Branisella is an extinct genus of New World monkey from the Salla Formation of what is now Bolivia during the Late Oligocene, approximately 26 million years ago (Deseadan), comprising only the species Branisella boliviana. Together with the Peruvian genus Canaanimico, it is the oldest fossil New World monkey discovered.

== Classification ==
Within platyrrhines, this taxon has been interpreted as either a stem platyrrhine not related to any of the living forms, or as a primitive callitrichine. One analysis shows it is sister to the clade of all non-pitheciids and should remain incertae sedis. Because, as of 2015, Branisella is the only South American primate taxon known until the Miocene, more fossils are needed before its phylogenetic position can be clearly established.

== Description ==
It was found in Bolivia by the paleontologist Leonardo Branisa, and it was named after him by Hoffstetter, the scientist who first described and classified it in 1969. Morphologically, it is similar to Proteropithecus, an Oligocene primate from Africa, in its reduced upper second premolar and unreduced lower second premolar. This suggests the primitive platyrrhine ancestors of Branisella came to South America from Africa. Other features, however, suggest that it may have been related to the omomyids, an extinct group of tarsier-like primates found in North America, among other places.

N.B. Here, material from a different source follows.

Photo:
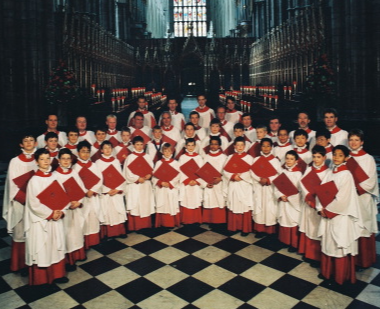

Branisella has an estimated body mass of 1000 g. The cheek teeth of Branisella are very high-crowned, suggesting that it might have been somewhat terrestrial, although this hypothesis cannot be confirmed from bones of the postcranial skeleton (there are none). The known dental specimens show extremely heavy and rapid wear and the first molar tooth is far more worn than the last, suggesting that it included abrasive foods in its diet with very poorly developed cutting edges indicating a diet of fruit. One specimen retains a small part of the orbit and indicates that Branisella had small eyes and was diurnal.